Playfair-Inspired Area Chart

  • Data visualisation
  • D3.js
Classic visualisation by Playfair

Context

For one of my projects at City of Oslo I wanted to visualize the change in the age distribution over time. I figured that there was only two realistic was of doing so:

  • Animation
  • Displaying data for two years (today vs some date in the past)

I opted for option two because the chart should also work well on static presentations and print-outs.

Discovery

The population pyramid is a decent starting point. This visualisation format displays the age distribution between genders, and was worth looking into.

Population pyramid
A typical population pyramid

I discovered quickly, though, that one of the main issues with these types of charts is that comparing the left side with the right is very difficult. It’s more the overall shape of the pyramid that’s clear, so I had to start over.

Next I tried plotting the distribution as a line graph with age on the x-axis and the ratio as the y-axis.

I needed to use relative values here, as the population has increased significantly over the years, so sticking with absolute values would probably just show that the volume of people has increased, while I actually wanted to display how the distribution had changed.

After plotting both datasets on the graph, I was convinced that there was onto something. Differentiating the lines with colours did a decent job, but I wasn’t convinced it was clear enough …

I remembered William Playfair’s (famous?) chart of trade between England and Denmark–Norway, where he had filled in the positive and negative trade balances with different colours to emphasize a change in export vs import between the two nations over time.
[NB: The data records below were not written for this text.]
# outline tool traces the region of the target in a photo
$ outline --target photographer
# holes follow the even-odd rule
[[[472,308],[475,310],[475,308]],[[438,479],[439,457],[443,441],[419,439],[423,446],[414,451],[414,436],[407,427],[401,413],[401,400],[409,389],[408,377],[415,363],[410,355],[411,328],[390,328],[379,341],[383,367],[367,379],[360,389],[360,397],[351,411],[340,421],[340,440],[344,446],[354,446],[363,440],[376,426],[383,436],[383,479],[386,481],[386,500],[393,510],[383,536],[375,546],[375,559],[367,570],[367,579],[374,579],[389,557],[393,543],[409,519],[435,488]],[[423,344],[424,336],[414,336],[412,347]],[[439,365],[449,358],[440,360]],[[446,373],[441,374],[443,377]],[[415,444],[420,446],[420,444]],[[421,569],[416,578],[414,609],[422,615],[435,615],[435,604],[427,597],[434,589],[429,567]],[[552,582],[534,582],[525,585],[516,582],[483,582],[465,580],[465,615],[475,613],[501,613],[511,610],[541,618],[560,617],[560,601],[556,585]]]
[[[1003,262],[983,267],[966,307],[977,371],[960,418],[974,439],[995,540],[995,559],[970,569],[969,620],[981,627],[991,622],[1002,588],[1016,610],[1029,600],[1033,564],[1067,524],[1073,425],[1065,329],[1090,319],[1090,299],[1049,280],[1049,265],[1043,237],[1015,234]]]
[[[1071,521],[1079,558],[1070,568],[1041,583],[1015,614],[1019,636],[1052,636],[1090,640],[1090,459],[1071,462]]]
Chart of trade between England and Denmark–Norway
Playfair's chart of trade between England and Denmark–Norway from 1700 to 1780

This was actually a similar concept to what was relevant here – the main difference being that the x-axis on my chart wasn’t time but age, and that time was actually the third variable indicated by the two lines. I wanted to try it out. There was only one issue, I had no idea how to actually implement this in d3.js.

Challenge

Having forgotten much of my algebra from school, this seemed pretty difficult at first. The problem is that the lines cross at several places and finding that exact location where two lines intersect seemed like a pretty daunting task.

Initially I was thinking the solution was somewhere along the lines of:

  • Finding the angle and location of every line between two ages for both years
  • Somehow (well, using simple algebra, I think …) compare these lines to see if they cross
  • Find the exact location of where those lines intersect
  • Defining what category (increase/decrease) this area belongs to
  • Draw an area between the lines starting at the point of intersection and ending at the next
  • Repeat

Surely this was to be way overly complex for something seemingly simple, but I couldn’t really think of any other way.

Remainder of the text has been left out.